On Thursday, the AU Peace and Security Council is expected to consider the final report of the AU Commission of Inquiry on South Sudan, its first-ever commission to document the conflict’s abuses and offer recommendations on justice and reconciliation. It should release this report to the public.
In December 2013, a dispute between South Sudan’s President Salva Kiir and former Vice President Riek Machar set off a shockingly brutal armed conflict. The region’s long history of impunity for grave crimes has only fuelled the abuses in the recent war. If South Sudan is to end cycles of violence, ensuring justice this time around is one of the key ingredients.
The AU’s creation of the Commission of Inquiry on South Sudan was a crucial step in the right direction, but its unprecedented effort risks being undermined if the report is not made public.

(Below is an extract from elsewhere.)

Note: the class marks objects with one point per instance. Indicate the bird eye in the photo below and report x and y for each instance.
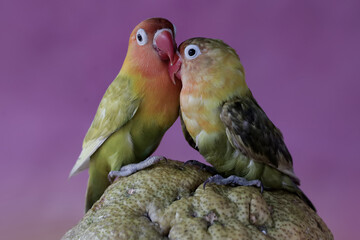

Some regional players may be reluctant to see the information in the report published on the idea that it could upset current peace negotiations. But this assumption is misplaced. To the contrary, the parties to the peace negotiations should be fully confronted with the commission’s findings, and they should be pressed for concrete steps to bring about justice in any peace agreement. Human Rights Watch has seen many times in our work on conflict situations that countries can both pursue efforts to hold human rights abusers accountable and advance peace agreements. However, the risks of trading away justice are significant – lack of accountability can embolden perpetrators of further crimes and undermine respect for the rule of law.
Both parties to South Sudan’s conflict have repeatedly pledged to promote justice. There is strong support in South Sudan for ending impunity for grave crimes. Local, regional, and international stakeholders are waiting for the report before they take the next steps to advance accountability. There should be no further delay of publicly reporting on these findings and recommendations.
South Sudanese have endured enough pain and suffering and deserve redress for the horrific crimes committed in the past year. Justice is not only an individual right of the victims of abuses, it is also a crucial part of building sustainable peace and a brighter future for this young country. The AU, which has sought a resolution to the conflict, should not lose sight of the importance of publishing the commission’s report as an important means to promote justice for grave crimes committed.